Can playing games like Fortnite increase your child’s risk of problem gambling as an adult? Review of submission for 2018 Senate Inquiry into gaming micro-transactions for chance based items

Key takeaways from this video:

-psychological and legal definitions of gambling

-peer pressure for young players and gambling

-dilution of value with virtual bucks

-learned behaviours/habits from loot boxes

Can playing games like Fortnite increase your child’s risk of problem gambling as an adult?

Dr Le reviews one of many submissions for the 2018 Australian Government “INQUIRY INTO GAMING MICRO-TRANSACTIONS FOR CHANCE-BASED ITEMS” by Dr. James D. Sauer (PhD). University of Tasmania, Australia and Dr. Aaron Drummond (PhD). University, New Zealand. ref: https://www.aph.gov.au/Parliamentary_…

“Loot box systems need not meet the legal criteria for gambling to have potentially adverse effects on players (especially young players). Of the games we reviewed, all were available to underage players and all (even those that did not meet all the psychological criteria for gambling) included mechanisms for initiating and maintaining player engagement that tap basic psychological principles associated with gambling (Drummond & Sauer, 2018).

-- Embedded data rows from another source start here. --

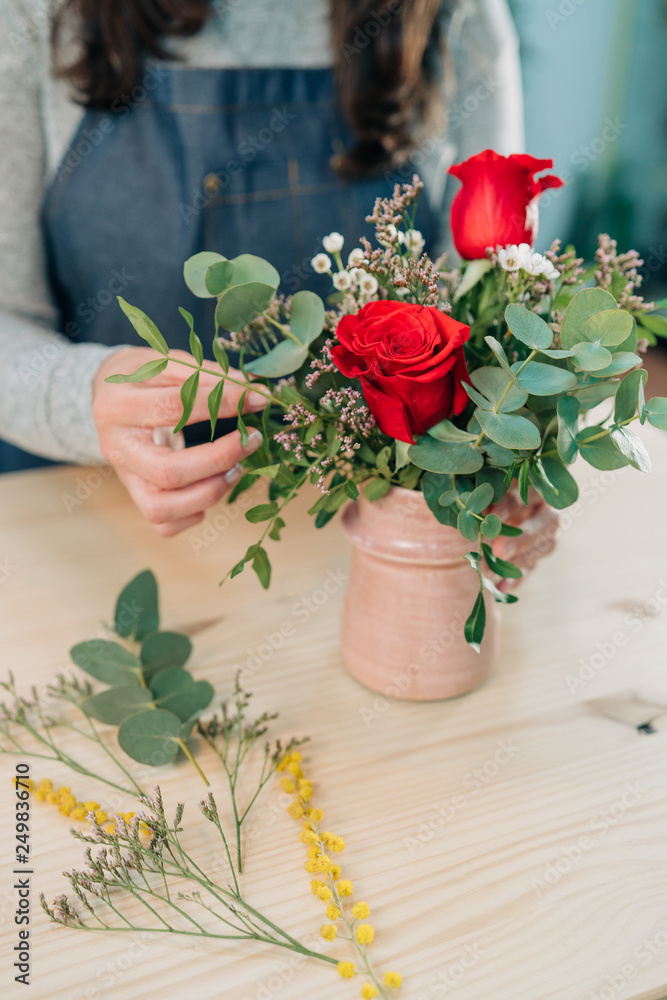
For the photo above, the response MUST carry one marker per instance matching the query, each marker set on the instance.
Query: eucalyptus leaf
(509, 430)
(600, 452)
(442, 457)
(114, 705)
(528, 327)
(144, 326)
(473, 630)
(194, 272)
(544, 380)
(583, 305)
(241, 304)
(151, 737)
(630, 396)
(568, 427)
(493, 384)
(136, 613)
(147, 370)
(163, 650)
(107, 661)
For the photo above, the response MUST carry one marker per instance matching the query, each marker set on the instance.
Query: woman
(138, 132)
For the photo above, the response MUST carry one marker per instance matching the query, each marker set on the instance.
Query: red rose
(497, 204)
(409, 360)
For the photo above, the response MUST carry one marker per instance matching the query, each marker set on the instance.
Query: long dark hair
(385, 57)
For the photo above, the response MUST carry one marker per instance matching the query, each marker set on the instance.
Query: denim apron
(236, 161)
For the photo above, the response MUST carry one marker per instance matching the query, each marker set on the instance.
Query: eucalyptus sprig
(152, 699)
(232, 738)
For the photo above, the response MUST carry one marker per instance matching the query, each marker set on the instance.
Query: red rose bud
(409, 360)
(497, 204)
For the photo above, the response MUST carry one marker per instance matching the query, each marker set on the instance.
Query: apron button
(212, 183)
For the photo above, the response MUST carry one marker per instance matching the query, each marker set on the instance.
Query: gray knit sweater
(45, 380)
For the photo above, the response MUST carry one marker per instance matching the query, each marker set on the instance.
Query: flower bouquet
(465, 385)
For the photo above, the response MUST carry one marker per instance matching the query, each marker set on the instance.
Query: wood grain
(462, 818)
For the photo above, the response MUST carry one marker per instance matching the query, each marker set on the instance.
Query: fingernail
(234, 475)
(254, 441)
(256, 399)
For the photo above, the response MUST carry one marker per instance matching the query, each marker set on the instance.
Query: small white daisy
(342, 281)
(333, 242)
(321, 263)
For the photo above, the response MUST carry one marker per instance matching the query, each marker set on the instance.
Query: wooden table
(464, 819)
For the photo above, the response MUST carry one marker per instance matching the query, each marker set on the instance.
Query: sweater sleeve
(45, 379)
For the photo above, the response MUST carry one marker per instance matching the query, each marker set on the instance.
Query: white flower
(321, 263)
(368, 284)
(333, 242)
(342, 281)
(413, 241)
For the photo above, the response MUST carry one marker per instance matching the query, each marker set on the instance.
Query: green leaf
(480, 498)
(583, 305)
(376, 488)
(493, 382)
(632, 447)
(473, 629)
(439, 456)
(220, 355)
(188, 397)
(107, 661)
(151, 737)
(522, 481)
(136, 613)
(491, 526)
(468, 525)
(219, 276)
(306, 317)
(609, 327)
(262, 512)
(262, 567)
(241, 304)
(163, 650)
(501, 567)
(433, 487)
(177, 692)
(249, 268)
(214, 402)
(656, 412)
(556, 485)
(196, 349)
(447, 431)
(591, 357)
(144, 326)
(568, 427)
(147, 370)
(117, 703)
(601, 453)
(654, 323)
(544, 380)
(194, 272)
(509, 430)
(528, 327)
(621, 362)
(630, 396)
(284, 359)
(499, 595)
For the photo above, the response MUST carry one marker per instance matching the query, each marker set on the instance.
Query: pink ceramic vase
(409, 594)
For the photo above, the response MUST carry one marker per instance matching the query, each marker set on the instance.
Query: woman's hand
(173, 489)
(539, 523)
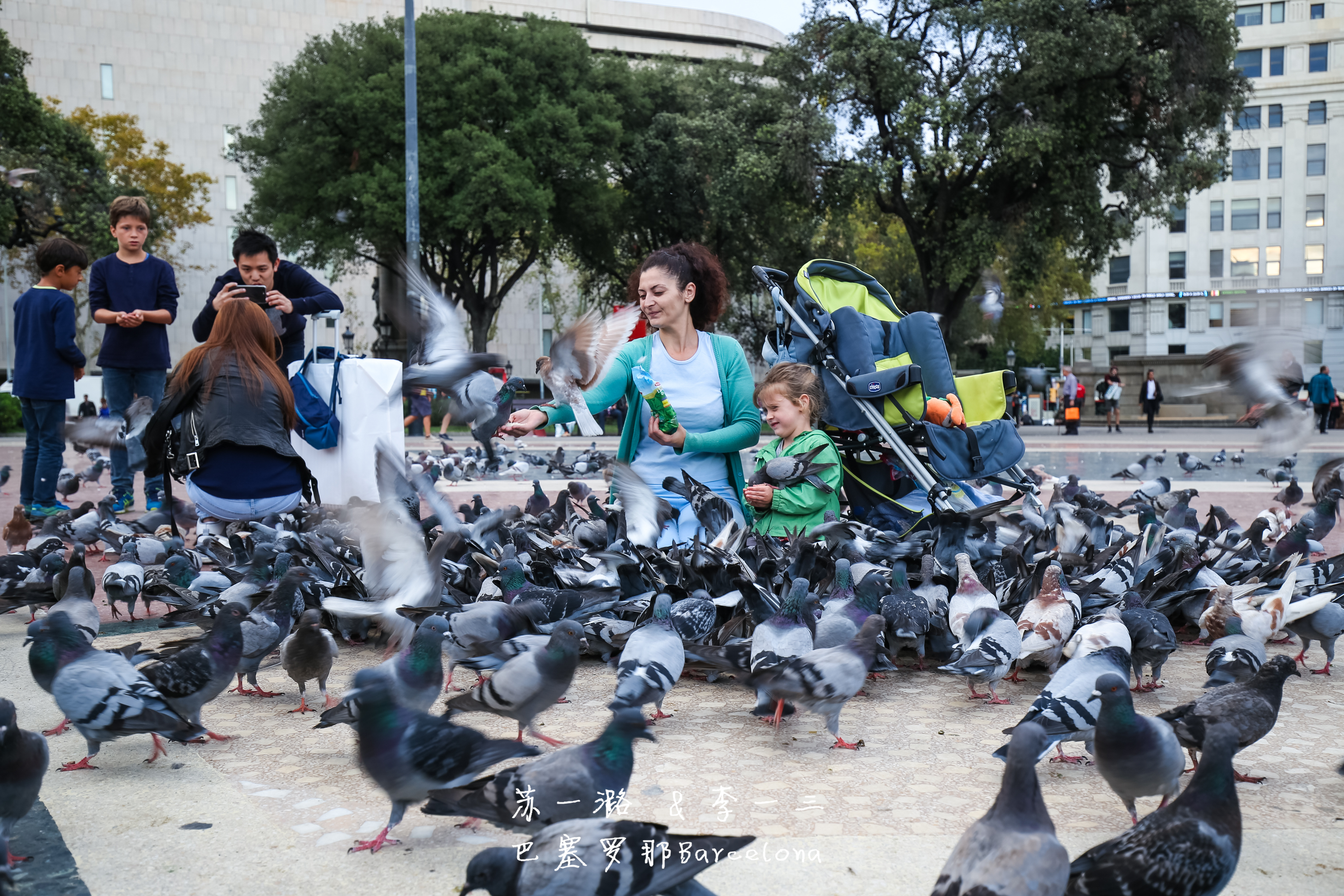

Research investigating the exposure of adolescents to simulated gambling suggests that risks such as peer-pressure and the dilution of monetary value through the exchange of real currency for virtual currency might facilitate migration to monetary forms of gambling (King & Delfabbro, 2016).

Moreover, adolescents tend to have poorer impulse control than adults, potentially increasing their vulnerability to gambling-like mechanics and behaviours learned from these mechanisms (Lussier, Derevensky, Gupta, & Vitaro, 2014).

Finally, there is some evidence that the gaming population might be particularly at-risk for developing problematic gambling behaviours. For example, males are both more likely than females to develop pathological gambling behaviours (Johansson, Grant, Kim, Odlaug, & Götestam, 2009), and overrepresented in the video-gaming population (Entertainment Software Association, 2017).”